Received 13 September 2012; Accepted 10 November 2012

Academic Editor: Huimin Niu

Copyright © 2013 Chenxi Ding et al. This is an open access article distributed under the Creative Commons Attribution License, which permits unrestricted use, distribution, and reproduction in any medium, provided the original work is properly cited.

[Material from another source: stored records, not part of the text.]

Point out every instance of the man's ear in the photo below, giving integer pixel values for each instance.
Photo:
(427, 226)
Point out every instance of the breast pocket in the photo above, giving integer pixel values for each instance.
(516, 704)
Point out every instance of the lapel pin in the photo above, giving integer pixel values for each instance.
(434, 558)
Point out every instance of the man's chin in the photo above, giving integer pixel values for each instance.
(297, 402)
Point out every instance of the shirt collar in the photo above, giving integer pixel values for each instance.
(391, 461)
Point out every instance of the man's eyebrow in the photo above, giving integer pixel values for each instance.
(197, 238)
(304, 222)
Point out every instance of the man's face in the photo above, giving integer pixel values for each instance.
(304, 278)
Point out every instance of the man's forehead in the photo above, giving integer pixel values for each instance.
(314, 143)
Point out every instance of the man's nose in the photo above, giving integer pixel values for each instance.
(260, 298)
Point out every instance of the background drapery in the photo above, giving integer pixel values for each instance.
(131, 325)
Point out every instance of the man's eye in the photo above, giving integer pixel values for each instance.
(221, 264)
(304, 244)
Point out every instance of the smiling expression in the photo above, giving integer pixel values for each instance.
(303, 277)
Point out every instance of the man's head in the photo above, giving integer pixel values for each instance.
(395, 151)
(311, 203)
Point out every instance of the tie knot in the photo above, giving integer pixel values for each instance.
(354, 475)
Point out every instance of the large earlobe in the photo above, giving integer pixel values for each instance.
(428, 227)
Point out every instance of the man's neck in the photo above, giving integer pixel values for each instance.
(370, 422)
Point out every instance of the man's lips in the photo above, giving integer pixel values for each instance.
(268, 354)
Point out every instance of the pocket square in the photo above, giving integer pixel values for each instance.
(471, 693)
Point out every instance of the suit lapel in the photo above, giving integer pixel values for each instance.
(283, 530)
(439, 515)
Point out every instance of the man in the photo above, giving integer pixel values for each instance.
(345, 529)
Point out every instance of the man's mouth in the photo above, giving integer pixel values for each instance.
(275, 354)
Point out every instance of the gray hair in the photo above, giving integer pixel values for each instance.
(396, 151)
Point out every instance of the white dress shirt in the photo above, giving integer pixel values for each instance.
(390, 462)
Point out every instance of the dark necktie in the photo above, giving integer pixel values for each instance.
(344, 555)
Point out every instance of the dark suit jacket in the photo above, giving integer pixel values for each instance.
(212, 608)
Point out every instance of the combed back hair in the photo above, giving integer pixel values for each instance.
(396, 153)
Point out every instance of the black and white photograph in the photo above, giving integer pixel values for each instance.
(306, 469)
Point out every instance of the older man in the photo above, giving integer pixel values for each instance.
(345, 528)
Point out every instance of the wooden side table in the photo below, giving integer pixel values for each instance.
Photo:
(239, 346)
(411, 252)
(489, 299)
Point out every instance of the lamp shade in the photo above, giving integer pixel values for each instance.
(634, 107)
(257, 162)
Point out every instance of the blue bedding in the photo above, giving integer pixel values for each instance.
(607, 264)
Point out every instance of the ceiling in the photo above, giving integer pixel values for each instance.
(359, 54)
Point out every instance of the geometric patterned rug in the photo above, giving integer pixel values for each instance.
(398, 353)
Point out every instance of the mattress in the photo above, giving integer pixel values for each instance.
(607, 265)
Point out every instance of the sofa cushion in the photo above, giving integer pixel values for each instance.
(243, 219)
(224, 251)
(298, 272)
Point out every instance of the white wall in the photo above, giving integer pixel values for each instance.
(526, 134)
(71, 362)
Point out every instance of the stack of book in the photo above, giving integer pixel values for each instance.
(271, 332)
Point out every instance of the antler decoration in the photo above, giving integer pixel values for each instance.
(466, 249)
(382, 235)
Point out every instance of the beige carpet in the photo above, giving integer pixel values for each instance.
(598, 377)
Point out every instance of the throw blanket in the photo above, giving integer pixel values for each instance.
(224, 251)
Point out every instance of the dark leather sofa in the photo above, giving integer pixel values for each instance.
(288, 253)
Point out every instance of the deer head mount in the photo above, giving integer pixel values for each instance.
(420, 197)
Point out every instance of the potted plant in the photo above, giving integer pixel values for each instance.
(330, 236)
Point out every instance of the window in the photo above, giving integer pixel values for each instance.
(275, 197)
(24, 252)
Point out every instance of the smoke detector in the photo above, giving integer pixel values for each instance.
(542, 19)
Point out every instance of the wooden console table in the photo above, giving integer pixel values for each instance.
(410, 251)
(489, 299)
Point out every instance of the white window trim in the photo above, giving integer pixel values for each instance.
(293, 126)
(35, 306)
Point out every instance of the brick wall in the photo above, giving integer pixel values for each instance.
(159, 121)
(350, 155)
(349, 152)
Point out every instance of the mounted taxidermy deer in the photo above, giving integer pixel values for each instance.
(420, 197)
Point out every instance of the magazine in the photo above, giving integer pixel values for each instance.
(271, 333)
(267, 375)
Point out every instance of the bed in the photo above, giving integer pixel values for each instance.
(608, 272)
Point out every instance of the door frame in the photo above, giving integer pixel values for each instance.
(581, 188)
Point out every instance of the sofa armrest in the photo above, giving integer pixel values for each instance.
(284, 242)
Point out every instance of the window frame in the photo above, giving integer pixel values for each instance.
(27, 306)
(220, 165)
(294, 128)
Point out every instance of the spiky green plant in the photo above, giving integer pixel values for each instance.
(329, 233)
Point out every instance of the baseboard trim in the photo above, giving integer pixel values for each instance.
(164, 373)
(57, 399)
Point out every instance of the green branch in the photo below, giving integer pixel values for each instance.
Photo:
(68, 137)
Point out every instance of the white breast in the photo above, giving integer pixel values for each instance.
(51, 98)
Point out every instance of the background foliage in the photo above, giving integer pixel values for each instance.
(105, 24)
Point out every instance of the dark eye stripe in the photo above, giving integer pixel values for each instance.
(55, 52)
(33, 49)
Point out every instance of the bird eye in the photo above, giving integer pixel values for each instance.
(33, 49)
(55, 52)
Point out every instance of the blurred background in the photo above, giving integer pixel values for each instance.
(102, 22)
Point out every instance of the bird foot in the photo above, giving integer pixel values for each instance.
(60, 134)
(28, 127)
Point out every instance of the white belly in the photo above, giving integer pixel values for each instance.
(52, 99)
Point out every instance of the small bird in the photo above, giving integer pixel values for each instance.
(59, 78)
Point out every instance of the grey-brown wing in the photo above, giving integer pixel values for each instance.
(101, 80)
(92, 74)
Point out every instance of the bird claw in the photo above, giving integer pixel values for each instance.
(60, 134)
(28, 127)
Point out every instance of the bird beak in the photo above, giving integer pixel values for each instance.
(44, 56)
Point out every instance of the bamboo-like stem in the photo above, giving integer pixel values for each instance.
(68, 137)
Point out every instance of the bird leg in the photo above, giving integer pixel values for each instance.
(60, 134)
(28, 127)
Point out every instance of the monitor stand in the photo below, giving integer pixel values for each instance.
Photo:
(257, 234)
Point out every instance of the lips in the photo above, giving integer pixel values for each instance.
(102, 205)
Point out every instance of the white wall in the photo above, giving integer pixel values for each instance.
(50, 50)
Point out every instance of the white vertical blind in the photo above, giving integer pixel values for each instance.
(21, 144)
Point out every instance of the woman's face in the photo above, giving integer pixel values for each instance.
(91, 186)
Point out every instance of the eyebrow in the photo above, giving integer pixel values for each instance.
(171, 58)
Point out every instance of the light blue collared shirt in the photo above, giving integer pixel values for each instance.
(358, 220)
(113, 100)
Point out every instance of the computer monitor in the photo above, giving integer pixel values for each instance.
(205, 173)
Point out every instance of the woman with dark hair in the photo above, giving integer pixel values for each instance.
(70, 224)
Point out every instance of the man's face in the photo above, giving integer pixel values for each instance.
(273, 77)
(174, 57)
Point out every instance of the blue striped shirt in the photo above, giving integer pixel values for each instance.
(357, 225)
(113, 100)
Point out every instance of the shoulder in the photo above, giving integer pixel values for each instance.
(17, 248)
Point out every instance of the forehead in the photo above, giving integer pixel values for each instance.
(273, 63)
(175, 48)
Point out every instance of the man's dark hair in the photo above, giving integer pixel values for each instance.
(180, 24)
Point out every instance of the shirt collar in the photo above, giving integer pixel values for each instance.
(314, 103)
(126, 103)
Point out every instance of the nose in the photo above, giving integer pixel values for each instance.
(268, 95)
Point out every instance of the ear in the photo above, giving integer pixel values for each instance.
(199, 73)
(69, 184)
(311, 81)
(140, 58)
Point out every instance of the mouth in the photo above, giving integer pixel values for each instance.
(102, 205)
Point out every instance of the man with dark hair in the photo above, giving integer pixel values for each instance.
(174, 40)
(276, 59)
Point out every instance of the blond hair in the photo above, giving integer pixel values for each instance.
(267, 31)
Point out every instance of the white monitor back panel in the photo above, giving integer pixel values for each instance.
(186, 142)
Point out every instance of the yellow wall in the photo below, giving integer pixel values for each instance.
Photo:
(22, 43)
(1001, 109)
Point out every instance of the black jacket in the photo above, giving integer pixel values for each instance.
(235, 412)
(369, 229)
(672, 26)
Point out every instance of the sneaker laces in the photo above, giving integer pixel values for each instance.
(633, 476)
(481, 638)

The neural network may learn and incorporate the uncertainties to predict the driver’s lane-changing behavior more accurately. In this paper, we will discuss in detail the effectiveness of Back-Propagation (BP) neural network for prediction of lane-changing trajectory based on the past vehicle data and compare the results between BP neural network model and Elman Network model in terms of the training time and accuracy. Driving simulator data and NGSIM data were processed by a smooth method and then used to validate the availability of the model. The test results indicate that BP neural network might be an accurate prediction of driver’s lane-changing behavior in urban traffic flow. The objective of this paper is to show the usefulness of BP neural network in prediction of lane-changing process and confirm that the vehicle trajectory is influenced previously by the collected data.